Selain itu, peningkatan anggaran pengelolaan sampah untuk mendukung infrastruktur pengelolaan sampah ideal seperti TPS3R, rumah kompos hingga pusat daur ulang harus semakin banyak dan merata. “Sementara solusi-solusi yang berbiaya besar dan punya resiko tinggi pada pembiayaan, lingkungan, kesehatan dan emisi bukan jawaban visi ‘Zero Waste, Zero Emission’.”
WALHI pun menilai bahwa sangat mendesak untuk mendorong revisi Undang-Undang Pengelolaan Sampah dengan paradigma pengurangan sampah dan pengelolaan sampah ramah lingkungan yang melibatkan peran serta semua pihak.
“Penting juga memastikan urusan pengelolaan sampah sebagai layanan dasar yang didukung alokasi anggaran pemerintah yang memadai.”

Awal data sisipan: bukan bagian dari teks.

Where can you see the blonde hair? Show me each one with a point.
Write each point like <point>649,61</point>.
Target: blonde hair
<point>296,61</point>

HPSN lahir dari tragedi longsor di Tempat Pemrosesan Akhir (TPA) Leuwigajah pada 21 Februari 2005. Tapi, dari berbagai peringatan dan seremoni HPSN yang digelar setiap tahun, dinilai WALHI belum mampu menjawab berbagai persoalan pengelolaan sampah di tingkat nasional dan daerah–mulai dari rendahnya tanggung jawab produsen, peningkatan timbulan sampah, minimnya anggaran, hingga solusi semu pengelolaan sampah.